08 May 2026, 08:03

Münchner Start-up Vaeridion revolutioniert Kurzstreckenflüge mit elektrischem Flugzeug

Flugzeug und Fahrzeuge auf einer Start- und Landebahn.

Münchner Start-up Vaeridion revolutioniert Kurzstreckenflüge mit elektrischem Flugzeug

Münchner Start-up Vaeridion sammelt 14 Millionen Euro für Entwicklung eines vollelektrischen Flugzeugs

Das in München ansässige Start-up Vaeridion hat 14 Millionen Euro eingesammelt, um ein vollständig elektrisches Flugzeug zu entwickeln. Das von zwei ehemaligen Airbus-Ingenieuren gegründete Unternehmen will mit seinem „Microliner“-Design den Kurzstreckenverkehr in Europa revolutionieren. Erste Kunden haben bereits Verträge unterzeichnet, und die ersten kommerziellen Flüge könnten ab 2030 starten.

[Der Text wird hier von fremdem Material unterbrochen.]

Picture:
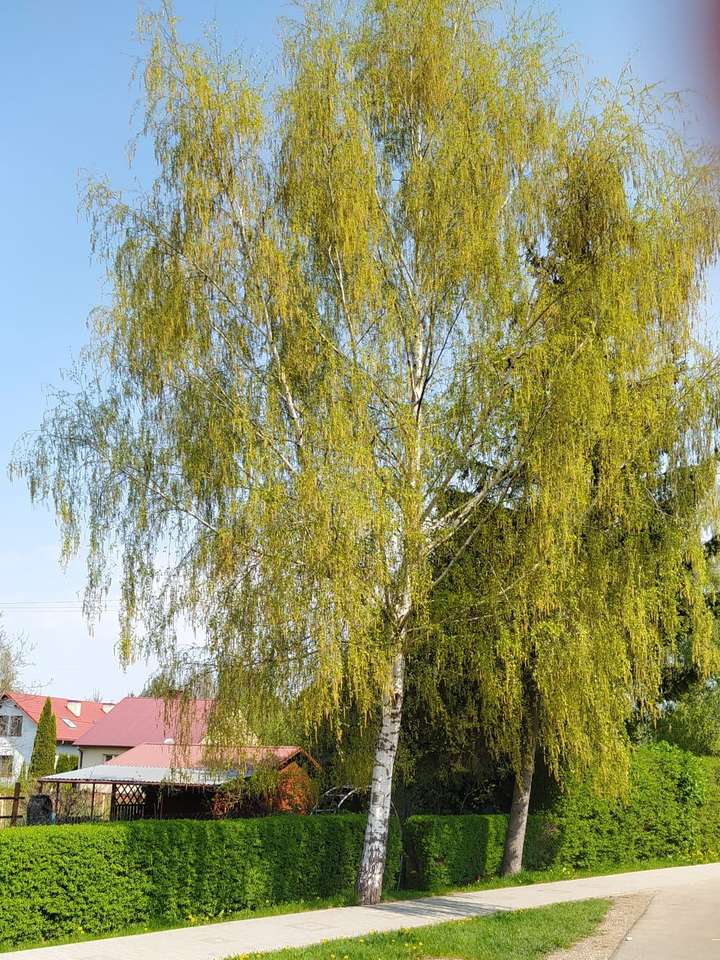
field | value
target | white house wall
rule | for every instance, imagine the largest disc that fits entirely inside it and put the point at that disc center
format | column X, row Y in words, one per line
column 19, row 748
column 92, row 756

Vaeridion wurde von Ivor van Dartel und Sebastian Seemann mitgegründet, beide ehemalige Ingenieure von Airbus und ZF. Ihr Microliner ähnelt bestehenden Regionalflugzeugen, was die Entwicklungs- und Produktionskosten senken könnte. Das Flugzeug ist für Kurzstrecken ausgelegt und soll eine Reichweite von 500 Kilometern erreichen – genug für viele inner-europäische Verbindungen.

Das Unternehmen hat bereits erste Kunden gewonnen, darunter die ASL Group, Aero-Dienst, Copenhagen AirTaxi und Copenhagen Helicopter. Die Ticketpreise sollen zwischen 150 und 300 Euro liegen, zunächst mit Fokus auf Geschäftsreisende, später auch für Privatkunden. Aero-Dienst prüft zudem den Einsatz des Vaeridion-Designs für einen elektrischen Rettungshubschrauber im Auftrag des ADAC.

Ein wichtiger Meilenstein war die Unterzeichnung eines Vorvertrags mit der europäischen Luftfahrtbehörde EASA – Vaeridion ist damit der erste Hersteller der Allgemeinen Luftfahrt, der diesen Schritt geht. Ziel ist es, bis 2027 einen zertifizierungsfähigen Prototypen in der Luft zu haben und 2030 den kommerziellen Betrieb aufzunehmen. Das Flugzeug soll wie ein herkömmliches Modell starten und landen und keine spezielle Infrastruktur benötigen.

Mit den 14 Millionen Euro rückt Vaeridions elektrischer Microliner der Realität einen Schritt näher. Mit einer Reichweite von 500 Kilometern und der Kompatibilität zu herkömmlichen Startbahnen könnte er den Kurzstreckenverkehr in Europa grundlegend verändern. Die ersten Flüge sind für 2030 geplant, nachdem 2027 die Prototypentests beginnen sollen.